あの夢を見たのは、これで何回目になるのか


 あの夢を見たのは、これで9回目だった。


 いや、あの夢なんて優しげな言葉では生温い。あれは心をじわじわと蝕む悪夢だ。


 初めてあの夢を見たのは幼稚園に入園する夜だった。悪夢の意味もわからずにただ泣き叫ぶ私を、母は自分のベッドへと招き入れてくれた。悪夢は少しだけ和らいだような気がした。


 2回目のあの夢は、小学校入学の夜にやって来た。悪夢に足を踏み入れた私はもはやどうすることもできずに夢の中で狼狽え続けた。この時も母が助けてくれたことを覚えている。


 3回目にあの夢と出会ったのは中学校入学の夜。悪夢との戦いはただひたすらに耐えること。それだけだ。もう母に頼ることなく、私は夢の終わりを待った。ただただ待った。


 4回目の夢は高校に入学する夜。悪夢はやはり音もなく始まった。ああ、またこの夢か。私はたった一人、諦めともとれる錆びついた思いで悪夢に染まった。


 5回目のあの夢。大学入学の夜。思っていた通り悪夢は私の元に訪れた。もう夢を怖がる子どもではなくなった私は、冷めた感情で悪夢が繰り返されるのを見ていた。悪夢はすぐに終わった。


 6回目。社会人になる夜。就職、初出社の緊張感が厄介だった。厳しい社会に放り出されることよりも悪い夢の方がまだましか。もはや懐かしささえ感じるあの夢に身を委ねた。


 7回目の夢は結婚式の夜にやって来た。形を変えない悪夢はその手触りすら子どもの頃のままで、残酷な絵本のページをめくるような恐怖と期待とが入り混じったものだった。

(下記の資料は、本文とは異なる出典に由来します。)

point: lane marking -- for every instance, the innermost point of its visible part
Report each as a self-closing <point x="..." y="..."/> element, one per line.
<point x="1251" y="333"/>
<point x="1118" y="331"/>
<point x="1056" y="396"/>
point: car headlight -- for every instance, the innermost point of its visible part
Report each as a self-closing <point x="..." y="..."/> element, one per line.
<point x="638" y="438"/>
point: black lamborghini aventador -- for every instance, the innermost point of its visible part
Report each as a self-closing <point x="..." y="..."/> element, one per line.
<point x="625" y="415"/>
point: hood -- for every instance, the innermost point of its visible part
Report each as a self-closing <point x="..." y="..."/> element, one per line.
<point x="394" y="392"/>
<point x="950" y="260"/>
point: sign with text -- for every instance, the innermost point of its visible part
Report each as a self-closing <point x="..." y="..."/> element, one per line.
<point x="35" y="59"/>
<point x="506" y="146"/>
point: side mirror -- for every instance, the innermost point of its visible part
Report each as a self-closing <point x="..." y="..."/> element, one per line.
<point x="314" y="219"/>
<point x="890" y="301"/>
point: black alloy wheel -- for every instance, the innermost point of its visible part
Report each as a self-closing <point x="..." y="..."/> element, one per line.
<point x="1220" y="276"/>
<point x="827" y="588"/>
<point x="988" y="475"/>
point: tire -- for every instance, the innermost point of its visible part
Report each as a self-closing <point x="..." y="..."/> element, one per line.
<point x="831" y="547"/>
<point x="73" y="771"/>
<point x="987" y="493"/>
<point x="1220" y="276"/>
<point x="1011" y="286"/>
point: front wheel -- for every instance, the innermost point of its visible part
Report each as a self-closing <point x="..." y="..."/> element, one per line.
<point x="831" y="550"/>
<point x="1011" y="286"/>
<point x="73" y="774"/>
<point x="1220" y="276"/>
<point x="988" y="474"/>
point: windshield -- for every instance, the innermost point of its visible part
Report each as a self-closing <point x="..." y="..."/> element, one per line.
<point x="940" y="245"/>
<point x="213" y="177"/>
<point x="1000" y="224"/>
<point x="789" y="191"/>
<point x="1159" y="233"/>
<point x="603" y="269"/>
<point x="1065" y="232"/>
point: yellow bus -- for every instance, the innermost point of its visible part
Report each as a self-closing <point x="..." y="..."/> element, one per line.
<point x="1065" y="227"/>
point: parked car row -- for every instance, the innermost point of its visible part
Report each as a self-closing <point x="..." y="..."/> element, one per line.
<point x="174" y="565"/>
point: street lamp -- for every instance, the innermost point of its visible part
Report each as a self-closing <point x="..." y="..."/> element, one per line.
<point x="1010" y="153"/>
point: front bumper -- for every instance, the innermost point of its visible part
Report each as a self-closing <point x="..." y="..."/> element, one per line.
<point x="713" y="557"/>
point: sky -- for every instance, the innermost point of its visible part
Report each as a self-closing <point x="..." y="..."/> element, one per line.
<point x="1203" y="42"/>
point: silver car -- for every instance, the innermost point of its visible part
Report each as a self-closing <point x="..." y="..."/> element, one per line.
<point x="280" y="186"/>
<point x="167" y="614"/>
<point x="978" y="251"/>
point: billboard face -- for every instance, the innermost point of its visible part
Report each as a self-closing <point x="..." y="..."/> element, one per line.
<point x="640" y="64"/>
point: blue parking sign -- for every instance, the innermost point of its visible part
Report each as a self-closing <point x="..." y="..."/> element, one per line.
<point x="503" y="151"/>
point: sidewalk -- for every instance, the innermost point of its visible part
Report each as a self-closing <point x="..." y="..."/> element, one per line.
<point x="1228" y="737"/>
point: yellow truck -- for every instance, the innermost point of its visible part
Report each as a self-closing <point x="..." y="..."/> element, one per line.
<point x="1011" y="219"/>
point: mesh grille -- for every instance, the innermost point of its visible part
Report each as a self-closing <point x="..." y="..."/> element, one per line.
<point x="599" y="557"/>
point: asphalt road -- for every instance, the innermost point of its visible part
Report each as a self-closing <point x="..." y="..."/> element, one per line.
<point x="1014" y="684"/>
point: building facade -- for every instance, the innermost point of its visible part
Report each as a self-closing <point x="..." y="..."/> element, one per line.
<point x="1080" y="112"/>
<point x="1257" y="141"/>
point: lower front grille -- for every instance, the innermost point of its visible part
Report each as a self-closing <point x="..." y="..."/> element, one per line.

 8回目の夢は私が子どもを産む夜に訪れた。悪夢はどこか優しげで、柔らかな感触が私を包んでくれたのを覚えている。出産のため私は悪夢どころではなく、夢を観察することもなく悪夢は終わった。


 そこからしばらくあの夢は見なくなった。


 あの夢は人生の節目にやって来る。それに気付いた時こそが、あの夢とのお別れの時だったのかもしれない。


 あの夢を見たのは、これで9回目だった。

 母が亡くなった夜、久しぶりにあの夢を見た。あの夢。私を責め立てるような悪夢。母が亡くなる悪夢は現実のものとなった。私は悪夢をきっちりと見送った。

 もしも10回目の悪夢を見るとしたら、きっと母となった私が亡くなる時だろう。